Online control of the false discovery rate with decaying memory

Authors: Aaditya Ramdas, Fanny Yang, Martin J. Wainwright, Michael I. Jordan

NeurIPS 2017 | Conference PDF | Archive PDF | Plain Text | LLM Run Details

Reproducibility Variable Result LLM Response
Research Type Experimental Numerical simulations in Appendix C complement the theoretical results. We demonstrate using simulations that such accumulated wealth can lead to a spike in the false discovery proportion locally in time.
Researcher Affiliation Academia Aaditya Ramdas Fanny Yang Martin J. Wainwright Michael I. Jordan University of California, Berkeley {aramdas, fanny-yang, wainwrig, jordan} @berkeley.edu
Pseudocode No The information is insufficient. The paper describes algorithms and rules using mathematical notation and prose, but it does not include a clearly labeled figure, block, or section titled 'Pseudocode' or 'Algorithm'.
Open Source Code No The information is insufficient.

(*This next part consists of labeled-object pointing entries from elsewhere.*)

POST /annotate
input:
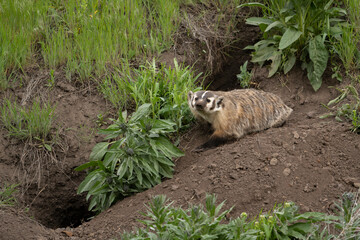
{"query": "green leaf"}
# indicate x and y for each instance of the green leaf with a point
(274, 24)
(122, 169)
(289, 37)
(263, 54)
(276, 61)
(99, 151)
(87, 165)
(257, 21)
(296, 234)
(141, 112)
(89, 181)
(289, 64)
(48, 147)
(319, 56)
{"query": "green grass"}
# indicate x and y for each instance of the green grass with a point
(22, 123)
(165, 88)
(7, 194)
(84, 36)
(164, 221)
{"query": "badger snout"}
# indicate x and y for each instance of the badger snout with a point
(200, 105)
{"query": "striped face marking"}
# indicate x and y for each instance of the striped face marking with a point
(203, 101)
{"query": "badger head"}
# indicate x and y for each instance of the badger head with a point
(205, 101)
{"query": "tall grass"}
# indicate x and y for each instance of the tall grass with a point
(83, 35)
(22, 123)
(20, 28)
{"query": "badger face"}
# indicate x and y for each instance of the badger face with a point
(204, 101)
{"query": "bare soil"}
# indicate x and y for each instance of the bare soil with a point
(309, 160)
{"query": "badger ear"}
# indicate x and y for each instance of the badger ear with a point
(219, 103)
(190, 95)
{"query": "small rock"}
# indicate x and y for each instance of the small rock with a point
(65, 87)
(306, 209)
(213, 165)
(174, 187)
(350, 180)
(311, 114)
(296, 135)
(273, 162)
(68, 233)
(287, 171)
(233, 175)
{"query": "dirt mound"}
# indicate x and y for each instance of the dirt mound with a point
(309, 161)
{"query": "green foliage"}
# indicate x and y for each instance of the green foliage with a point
(344, 44)
(85, 36)
(164, 87)
(199, 222)
(349, 110)
(349, 217)
(22, 123)
(6, 195)
(296, 29)
(136, 156)
(244, 76)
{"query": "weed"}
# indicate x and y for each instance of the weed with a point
(293, 29)
(34, 123)
(7, 195)
(206, 222)
(244, 77)
(164, 87)
(137, 158)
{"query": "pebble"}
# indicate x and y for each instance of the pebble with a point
(174, 187)
(287, 171)
(273, 162)
(296, 135)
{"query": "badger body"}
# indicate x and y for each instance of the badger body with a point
(238, 112)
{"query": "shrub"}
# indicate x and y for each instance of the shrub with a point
(136, 157)
(163, 221)
(296, 29)
(164, 87)
(244, 76)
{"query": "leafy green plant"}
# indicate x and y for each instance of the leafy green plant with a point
(136, 156)
(244, 76)
(164, 87)
(22, 123)
(7, 195)
(349, 110)
(348, 211)
(296, 29)
(198, 222)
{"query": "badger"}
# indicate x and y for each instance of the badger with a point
(238, 112)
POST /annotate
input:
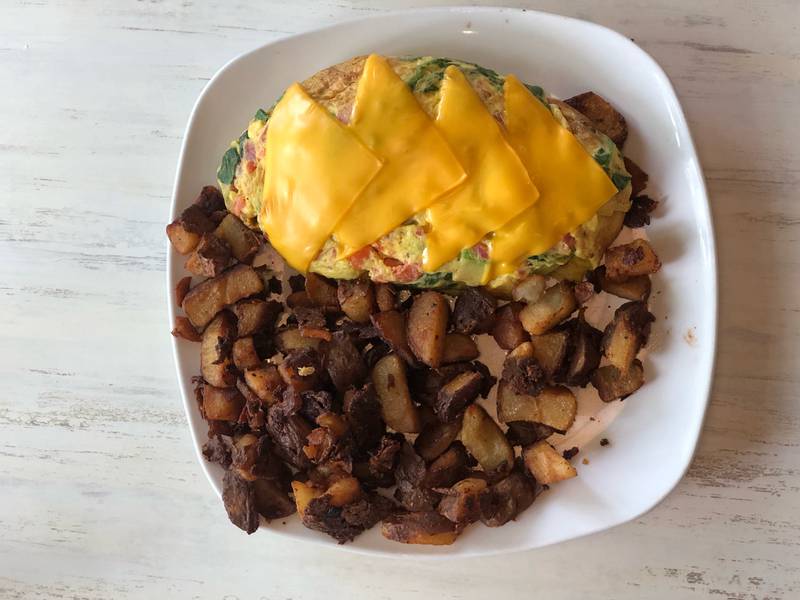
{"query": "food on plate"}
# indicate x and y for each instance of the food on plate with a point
(378, 229)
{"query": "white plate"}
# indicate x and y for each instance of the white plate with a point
(653, 438)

The paper does not include any statements about releasing source code for the described methodology or provide a direct link to a code repository.

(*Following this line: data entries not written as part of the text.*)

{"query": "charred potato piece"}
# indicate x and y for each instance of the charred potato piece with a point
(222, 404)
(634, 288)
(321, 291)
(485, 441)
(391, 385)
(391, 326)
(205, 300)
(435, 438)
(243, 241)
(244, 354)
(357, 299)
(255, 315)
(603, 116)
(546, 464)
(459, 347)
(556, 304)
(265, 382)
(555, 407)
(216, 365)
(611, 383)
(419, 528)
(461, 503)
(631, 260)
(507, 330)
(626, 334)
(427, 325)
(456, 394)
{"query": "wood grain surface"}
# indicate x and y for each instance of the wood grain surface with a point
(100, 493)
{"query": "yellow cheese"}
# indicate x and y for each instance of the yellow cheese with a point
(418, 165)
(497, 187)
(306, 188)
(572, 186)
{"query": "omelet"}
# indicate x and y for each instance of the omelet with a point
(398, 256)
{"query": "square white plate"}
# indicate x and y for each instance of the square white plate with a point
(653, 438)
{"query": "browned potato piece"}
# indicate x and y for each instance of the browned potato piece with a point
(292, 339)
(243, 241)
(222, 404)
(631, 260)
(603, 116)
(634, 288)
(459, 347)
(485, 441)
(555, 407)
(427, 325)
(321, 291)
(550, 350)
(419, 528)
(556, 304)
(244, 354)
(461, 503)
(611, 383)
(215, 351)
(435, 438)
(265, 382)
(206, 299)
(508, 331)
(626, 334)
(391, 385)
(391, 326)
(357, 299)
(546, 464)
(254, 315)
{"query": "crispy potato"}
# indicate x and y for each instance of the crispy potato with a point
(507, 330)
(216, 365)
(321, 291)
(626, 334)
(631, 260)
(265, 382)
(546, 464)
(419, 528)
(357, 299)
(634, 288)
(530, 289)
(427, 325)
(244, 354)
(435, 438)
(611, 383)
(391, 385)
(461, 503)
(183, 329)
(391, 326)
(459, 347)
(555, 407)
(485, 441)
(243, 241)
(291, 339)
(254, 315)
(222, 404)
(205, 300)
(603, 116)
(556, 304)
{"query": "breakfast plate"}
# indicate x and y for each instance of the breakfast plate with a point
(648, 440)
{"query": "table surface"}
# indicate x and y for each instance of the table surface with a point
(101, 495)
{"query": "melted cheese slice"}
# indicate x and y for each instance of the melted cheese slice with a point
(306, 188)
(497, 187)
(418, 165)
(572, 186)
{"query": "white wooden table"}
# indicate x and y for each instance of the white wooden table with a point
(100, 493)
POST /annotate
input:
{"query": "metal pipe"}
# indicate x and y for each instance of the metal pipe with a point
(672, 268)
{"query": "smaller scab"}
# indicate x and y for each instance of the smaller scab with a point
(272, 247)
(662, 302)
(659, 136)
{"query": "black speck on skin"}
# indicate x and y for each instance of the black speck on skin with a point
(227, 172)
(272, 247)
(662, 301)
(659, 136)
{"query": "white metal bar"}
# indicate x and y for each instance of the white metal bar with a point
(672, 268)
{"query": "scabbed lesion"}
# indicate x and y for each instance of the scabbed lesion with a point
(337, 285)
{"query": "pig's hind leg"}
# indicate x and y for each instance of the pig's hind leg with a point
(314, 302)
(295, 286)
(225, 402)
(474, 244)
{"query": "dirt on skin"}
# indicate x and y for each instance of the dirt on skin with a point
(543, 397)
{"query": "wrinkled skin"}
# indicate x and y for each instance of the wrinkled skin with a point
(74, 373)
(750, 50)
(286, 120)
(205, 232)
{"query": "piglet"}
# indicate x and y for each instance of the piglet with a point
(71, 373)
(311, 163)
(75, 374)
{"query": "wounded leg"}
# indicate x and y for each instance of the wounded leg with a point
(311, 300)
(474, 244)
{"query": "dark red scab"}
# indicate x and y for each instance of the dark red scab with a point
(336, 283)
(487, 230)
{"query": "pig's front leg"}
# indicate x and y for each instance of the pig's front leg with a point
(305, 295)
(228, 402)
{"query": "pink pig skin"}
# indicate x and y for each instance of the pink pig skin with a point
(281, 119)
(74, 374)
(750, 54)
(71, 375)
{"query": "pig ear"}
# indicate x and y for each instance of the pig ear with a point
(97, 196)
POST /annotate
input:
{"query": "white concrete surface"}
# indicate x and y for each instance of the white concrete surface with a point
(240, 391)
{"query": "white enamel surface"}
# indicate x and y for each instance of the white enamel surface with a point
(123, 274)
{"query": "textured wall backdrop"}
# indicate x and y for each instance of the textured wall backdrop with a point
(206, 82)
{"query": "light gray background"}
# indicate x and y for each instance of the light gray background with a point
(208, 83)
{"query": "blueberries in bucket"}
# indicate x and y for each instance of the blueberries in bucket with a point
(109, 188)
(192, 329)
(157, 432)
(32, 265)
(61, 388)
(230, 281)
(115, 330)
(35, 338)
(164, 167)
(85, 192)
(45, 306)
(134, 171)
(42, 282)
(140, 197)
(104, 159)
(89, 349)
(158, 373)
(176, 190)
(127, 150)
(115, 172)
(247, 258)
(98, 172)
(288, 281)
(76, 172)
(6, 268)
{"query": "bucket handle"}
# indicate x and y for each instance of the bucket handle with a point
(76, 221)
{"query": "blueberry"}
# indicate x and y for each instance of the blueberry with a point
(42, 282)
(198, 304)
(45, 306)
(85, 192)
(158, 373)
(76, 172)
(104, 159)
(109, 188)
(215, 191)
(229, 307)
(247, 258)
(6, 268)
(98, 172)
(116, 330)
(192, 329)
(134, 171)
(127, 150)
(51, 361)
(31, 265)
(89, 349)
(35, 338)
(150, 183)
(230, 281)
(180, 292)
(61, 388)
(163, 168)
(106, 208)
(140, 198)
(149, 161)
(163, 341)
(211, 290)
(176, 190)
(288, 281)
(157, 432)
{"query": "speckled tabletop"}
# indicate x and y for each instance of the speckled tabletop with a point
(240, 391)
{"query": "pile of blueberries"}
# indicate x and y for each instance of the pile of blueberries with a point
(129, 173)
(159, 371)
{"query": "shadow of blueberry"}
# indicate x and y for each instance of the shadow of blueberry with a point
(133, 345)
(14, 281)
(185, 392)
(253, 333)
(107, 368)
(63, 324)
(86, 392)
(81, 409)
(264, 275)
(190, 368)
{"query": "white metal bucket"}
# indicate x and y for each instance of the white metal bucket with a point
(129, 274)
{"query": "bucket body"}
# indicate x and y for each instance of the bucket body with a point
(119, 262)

Open Datasets No The information is insufficient. The paper describes numerical simulations but does not mention the use of any publicly available or open datasets by name, link, or citation for training or evaluation purposes.

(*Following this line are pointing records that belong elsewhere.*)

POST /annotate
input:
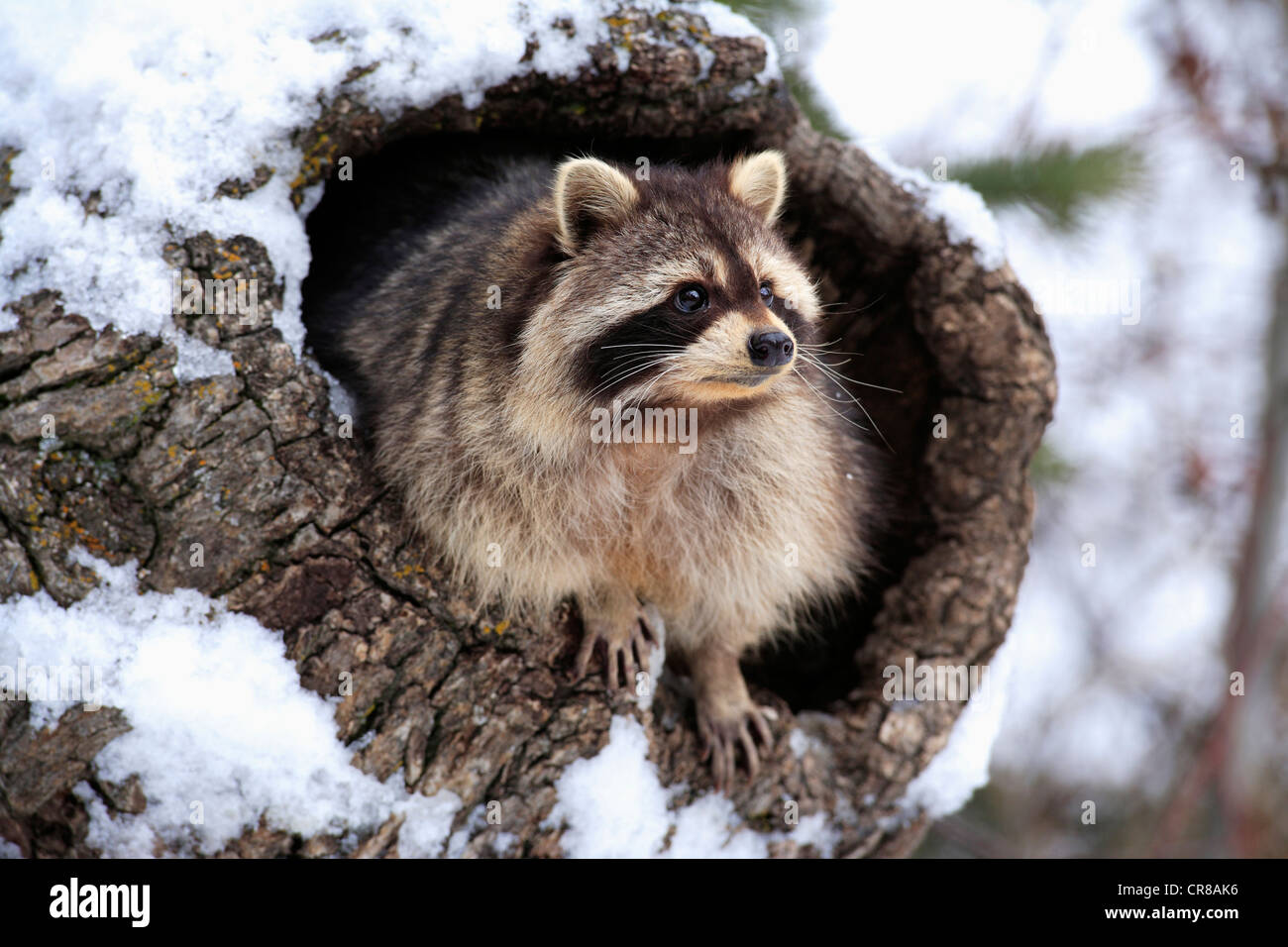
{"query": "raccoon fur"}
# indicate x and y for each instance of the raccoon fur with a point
(485, 337)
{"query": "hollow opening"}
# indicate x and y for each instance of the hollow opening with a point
(866, 294)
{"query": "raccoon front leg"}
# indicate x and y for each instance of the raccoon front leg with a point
(726, 715)
(618, 620)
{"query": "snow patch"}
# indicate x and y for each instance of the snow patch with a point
(960, 206)
(614, 806)
(961, 767)
(220, 724)
(127, 125)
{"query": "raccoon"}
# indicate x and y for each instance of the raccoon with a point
(487, 342)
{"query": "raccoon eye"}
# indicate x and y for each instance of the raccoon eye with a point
(690, 298)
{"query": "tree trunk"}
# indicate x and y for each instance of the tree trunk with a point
(301, 536)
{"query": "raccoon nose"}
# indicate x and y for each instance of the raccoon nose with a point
(771, 348)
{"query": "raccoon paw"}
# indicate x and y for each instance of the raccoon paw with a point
(724, 728)
(627, 644)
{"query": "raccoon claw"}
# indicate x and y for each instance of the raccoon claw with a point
(626, 651)
(722, 733)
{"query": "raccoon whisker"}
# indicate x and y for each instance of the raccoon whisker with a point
(829, 369)
(851, 312)
(828, 350)
(859, 403)
(642, 344)
(651, 384)
(825, 402)
(627, 372)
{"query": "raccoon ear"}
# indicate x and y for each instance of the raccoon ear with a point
(760, 180)
(589, 193)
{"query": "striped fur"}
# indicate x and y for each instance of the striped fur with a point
(482, 416)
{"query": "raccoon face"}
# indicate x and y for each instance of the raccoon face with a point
(677, 287)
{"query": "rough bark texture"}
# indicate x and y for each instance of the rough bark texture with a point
(299, 534)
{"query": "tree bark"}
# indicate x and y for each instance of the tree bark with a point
(300, 535)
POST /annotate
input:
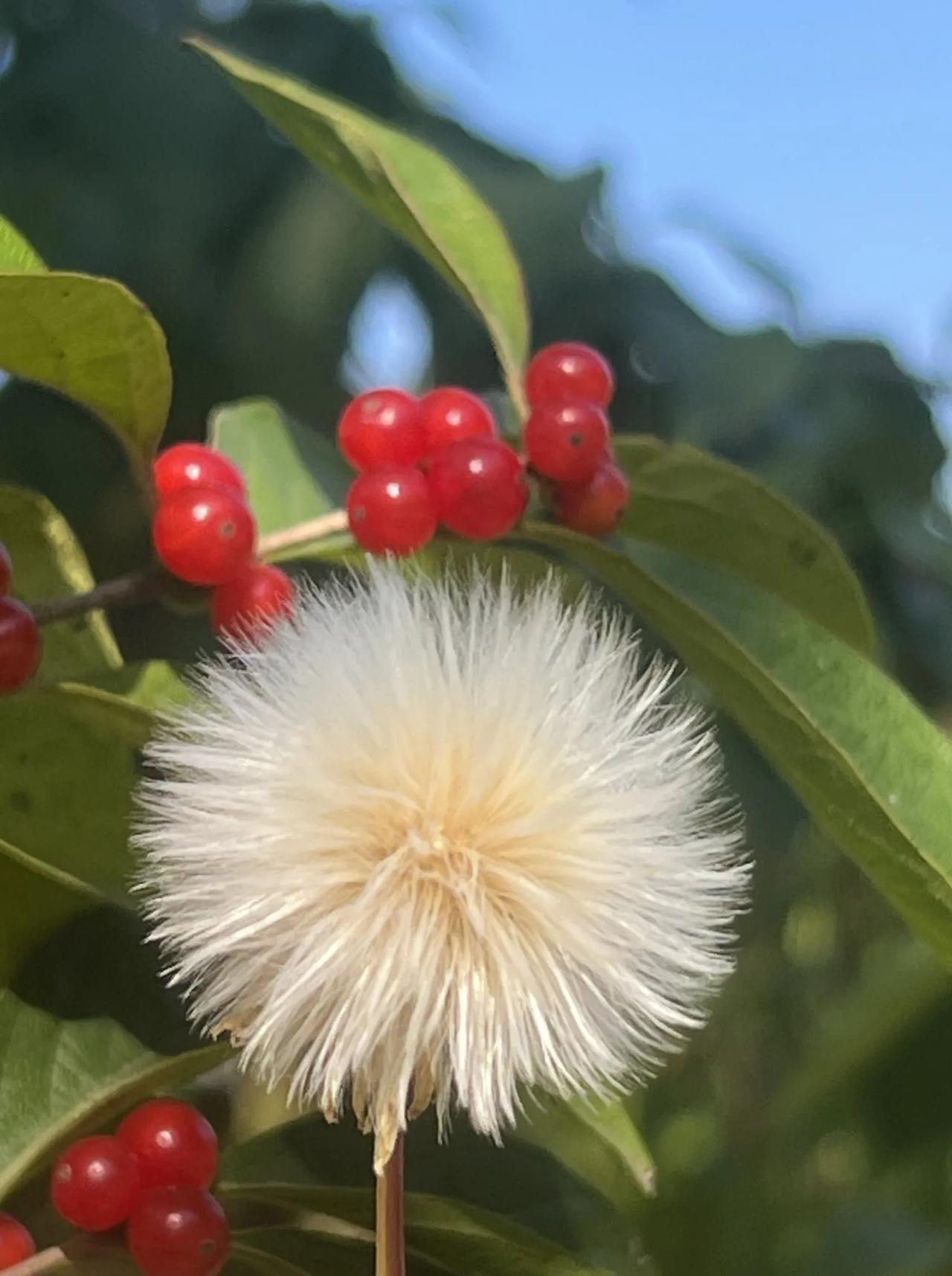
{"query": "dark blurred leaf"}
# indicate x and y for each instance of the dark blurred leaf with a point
(408, 187)
(872, 770)
(292, 474)
(16, 253)
(49, 563)
(86, 1030)
(69, 758)
(96, 344)
(691, 501)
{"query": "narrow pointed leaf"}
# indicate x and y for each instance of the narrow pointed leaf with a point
(689, 501)
(408, 187)
(868, 765)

Dataset Splits No The information is insufficient. The paper discusses numerical simulations but does not provide specific details on training, validation, or test dataset splits (e.g., percentages, sample counts, or references to predefined splits).
Hardware Specification No The information is insufficient. The paper does not explicitly describe any specific hardware components (e.g., GPU/CPU models, memory details, or cloud instance types) used for running its experiments or simulations.
Software Dependencies No The information is insufficient. The paper does not provide specific software dependency details, such as library or solver names with version numbers, needed to replicate the experiments.
Experiment Setup No The information is insufficient. The paper introduces theoretical algorithms and refers to numerical simulations in Appendix C, but the main text does not provide specific experimental setup details such as hyperparameter values, training configurations, or system-level settings.